Membre du bureau national du Rassemblement national, Bruno Gollnisch (1950 -) est l'un des fidèles de Jean-Marie Le Pen.

Il a notamment été député (1986-1988), conseiller régional de Rhône-Alpes (1986-2015) et député européen (1989-2019) sous les couleurs du Front national (FN) puis du Rassemblement national. Un temps secrétaire et délégué général du FN et son vice-président, il s’est opposé à la normalisation du discours frontiste. Il est le candidat malheureux à la présidence du parti d'extrême droite lors du Congrès de Tours (janvier 2011) qui a consacré Marine Le Pen. Yvan Benedetti était alors l'un des coordinateurs de sa campagne.
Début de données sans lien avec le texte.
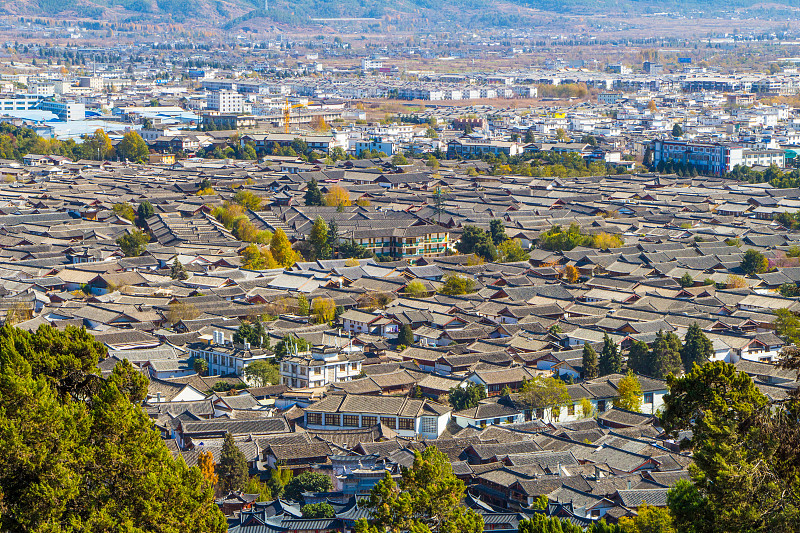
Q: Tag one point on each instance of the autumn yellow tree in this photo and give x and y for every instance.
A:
(337, 196)
(205, 460)
(281, 249)
(571, 273)
(606, 241)
(181, 311)
(735, 282)
(324, 309)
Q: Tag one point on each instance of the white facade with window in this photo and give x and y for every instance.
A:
(321, 366)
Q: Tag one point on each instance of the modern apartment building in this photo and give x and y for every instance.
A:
(714, 158)
(226, 101)
(321, 366)
(226, 357)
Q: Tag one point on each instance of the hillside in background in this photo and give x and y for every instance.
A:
(466, 13)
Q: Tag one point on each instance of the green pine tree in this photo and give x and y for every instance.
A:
(697, 348)
(590, 365)
(232, 467)
(313, 194)
(610, 358)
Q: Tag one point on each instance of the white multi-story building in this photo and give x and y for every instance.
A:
(226, 102)
(321, 366)
(225, 357)
(408, 417)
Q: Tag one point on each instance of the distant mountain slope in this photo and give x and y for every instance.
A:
(490, 12)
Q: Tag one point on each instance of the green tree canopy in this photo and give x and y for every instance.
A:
(475, 240)
(640, 359)
(590, 365)
(144, 211)
(697, 348)
(318, 510)
(406, 336)
(262, 373)
(318, 238)
(133, 243)
(610, 358)
(307, 482)
(511, 251)
(133, 148)
(497, 231)
(746, 471)
(248, 200)
(461, 398)
(754, 262)
(313, 194)
(178, 271)
(546, 393)
(666, 356)
(232, 467)
(456, 285)
(76, 454)
(629, 393)
(427, 499)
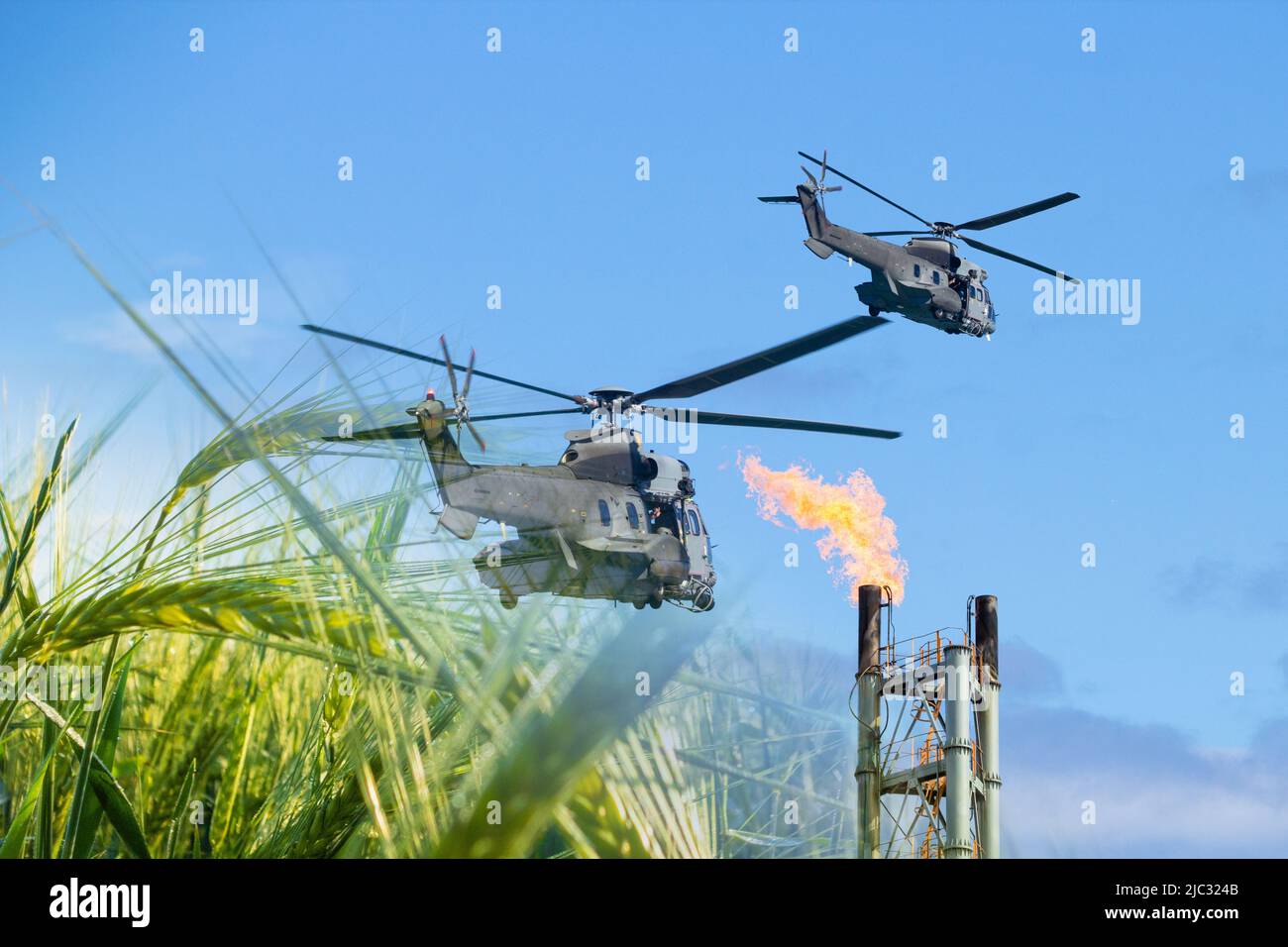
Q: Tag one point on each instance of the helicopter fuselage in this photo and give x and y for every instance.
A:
(608, 521)
(925, 279)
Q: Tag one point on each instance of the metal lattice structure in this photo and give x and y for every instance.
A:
(927, 774)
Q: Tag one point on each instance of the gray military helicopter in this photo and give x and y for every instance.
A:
(612, 519)
(923, 279)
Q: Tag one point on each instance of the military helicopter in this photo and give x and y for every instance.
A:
(612, 519)
(923, 279)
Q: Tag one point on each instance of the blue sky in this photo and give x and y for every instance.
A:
(518, 169)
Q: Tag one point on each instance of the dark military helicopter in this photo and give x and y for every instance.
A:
(923, 279)
(612, 519)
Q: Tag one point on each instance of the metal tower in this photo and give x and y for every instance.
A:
(927, 771)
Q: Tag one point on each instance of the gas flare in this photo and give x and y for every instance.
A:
(851, 513)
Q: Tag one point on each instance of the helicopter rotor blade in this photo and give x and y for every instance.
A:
(758, 363)
(864, 187)
(983, 223)
(469, 376)
(527, 414)
(394, 432)
(1006, 256)
(677, 414)
(478, 438)
(447, 361)
(420, 357)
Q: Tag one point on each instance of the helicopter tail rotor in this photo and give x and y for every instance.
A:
(460, 395)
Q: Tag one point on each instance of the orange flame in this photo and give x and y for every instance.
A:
(851, 513)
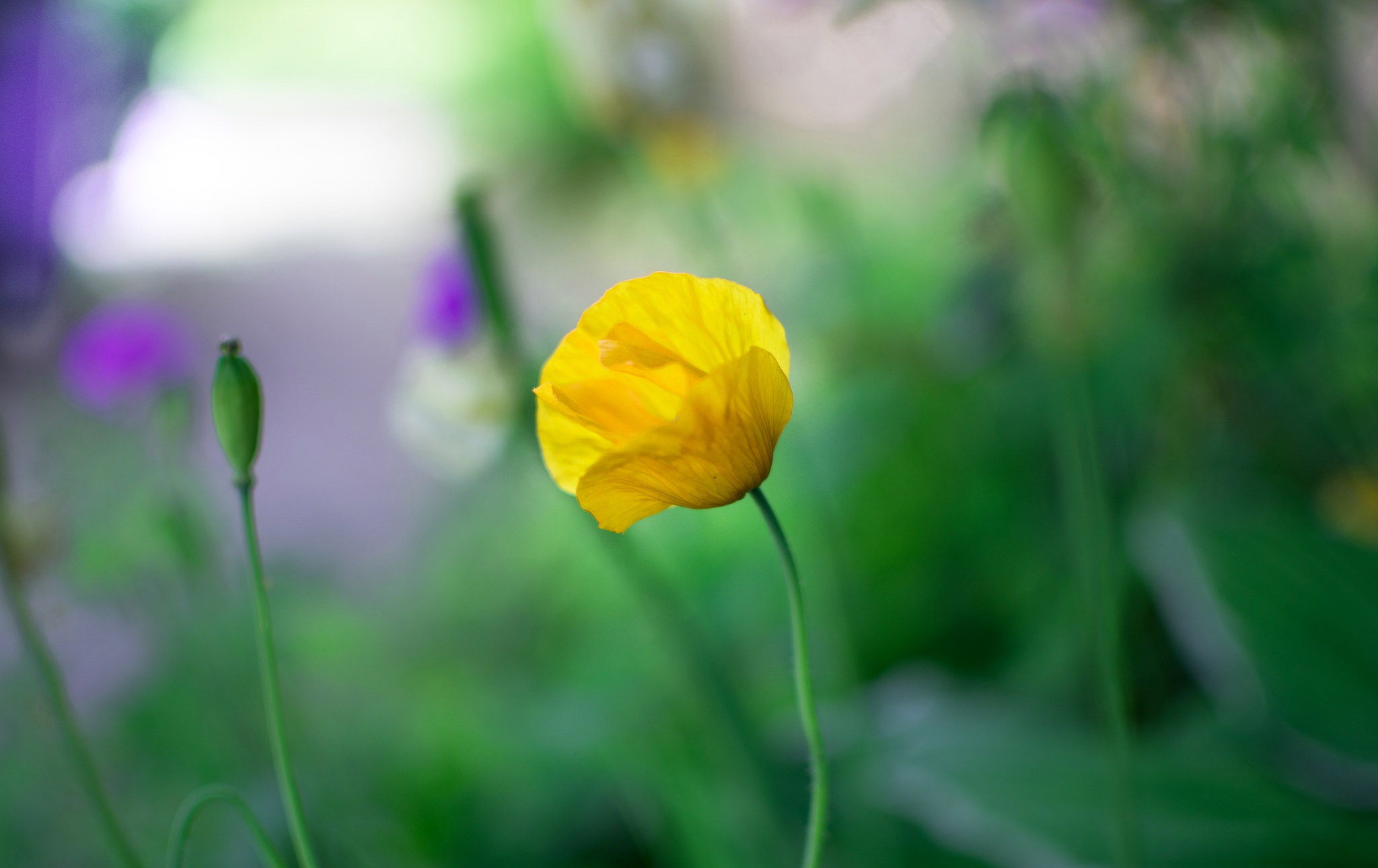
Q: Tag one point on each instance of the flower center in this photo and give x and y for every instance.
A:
(628, 351)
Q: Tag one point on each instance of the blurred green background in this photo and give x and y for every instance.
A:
(954, 207)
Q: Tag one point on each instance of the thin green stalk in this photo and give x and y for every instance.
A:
(802, 688)
(1089, 539)
(272, 690)
(72, 740)
(203, 798)
(707, 673)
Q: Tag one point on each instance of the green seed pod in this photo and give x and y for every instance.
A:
(238, 407)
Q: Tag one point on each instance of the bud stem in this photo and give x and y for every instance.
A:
(1090, 542)
(272, 690)
(802, 688)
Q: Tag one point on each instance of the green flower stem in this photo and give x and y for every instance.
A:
(1090, 542)
(72, 740)
(203, 798)
(272, 690)
(707, 674)
(804, 689)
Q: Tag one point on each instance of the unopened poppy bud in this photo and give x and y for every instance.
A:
(1031, 139)
(238, 407)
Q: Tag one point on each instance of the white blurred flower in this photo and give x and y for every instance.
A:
(452, 407)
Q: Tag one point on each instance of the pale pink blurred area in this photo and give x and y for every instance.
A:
(324, 335)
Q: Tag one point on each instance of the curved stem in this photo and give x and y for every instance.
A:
(703, 667)
(72, 740)
(272, 690)
(192, 807)
(802, 688)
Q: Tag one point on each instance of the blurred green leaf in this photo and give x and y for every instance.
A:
(1304, 606)
(991, 777)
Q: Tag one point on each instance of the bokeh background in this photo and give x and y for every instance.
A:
(951, 205)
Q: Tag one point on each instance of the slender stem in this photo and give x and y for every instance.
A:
(802, 688)
(203, 798)
(707, 673)
(1089, 539)
(72, 740)
(272, 690)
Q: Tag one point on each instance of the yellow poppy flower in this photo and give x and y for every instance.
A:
(672, 390)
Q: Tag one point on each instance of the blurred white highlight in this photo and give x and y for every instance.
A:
(197, 181)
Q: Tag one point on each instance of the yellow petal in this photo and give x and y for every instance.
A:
(719, 449)
(703, 322)
(628, 351)
(568, 447)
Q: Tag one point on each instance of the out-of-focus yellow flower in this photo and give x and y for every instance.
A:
(684, 152)
(672, 390)
(1350, 505)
Pour certaines de ses déclarations légitimant le négationnisme (notamment en octobre 2004, à l’occasion de la sortie d’un rapport sur le négationnisme à l’université Lyon III), cet ancien professeur de langue et civilisation japonaises à l'université Lyon II a été suspendu de ses fonctions d’enseignement en 2005. Condamné le 18 janvier 2007 par le tribunal correctionnel de Lyon à trois mois de prison avec sursis et à 5 000 euros d’amende pour contestation de crimes contre l’humanité (jugement confirmé ultérieurement), il s'est pourvu en cassation. En juin 2009, la Cour de cassation a annulé sa condamnation.

Le lendemain des déclarations de Marine Le Pen sur les camps d’extermination qualifiés de « summum de la barbarie », Bruno Gollnisch a signé la pétition initiée par Paul-Eric Blanrue avec le concours du physicien belge Jean Bricmont « pour  l’abrogation de la loi Gayssot et la libération de Vincent Reynouard » [archive].

Début novembre 2012, Gollnisch est annoncé comme participant à la « Rencontre des “têtes de réseaux” représentants l’engagement chrétien en politique et l’engagement sociétal chrétien » réunissant les dif­fé­ren­tes com­po­san­tes de l’oppo­si­tion au mariage de personnes de même sexe. Sébastien Trejo (alias Monsieur K) y participe également. Alain Escada, président de Civitas, et Michel Janva du Salon Beige, font partie des « absents ou représentés ».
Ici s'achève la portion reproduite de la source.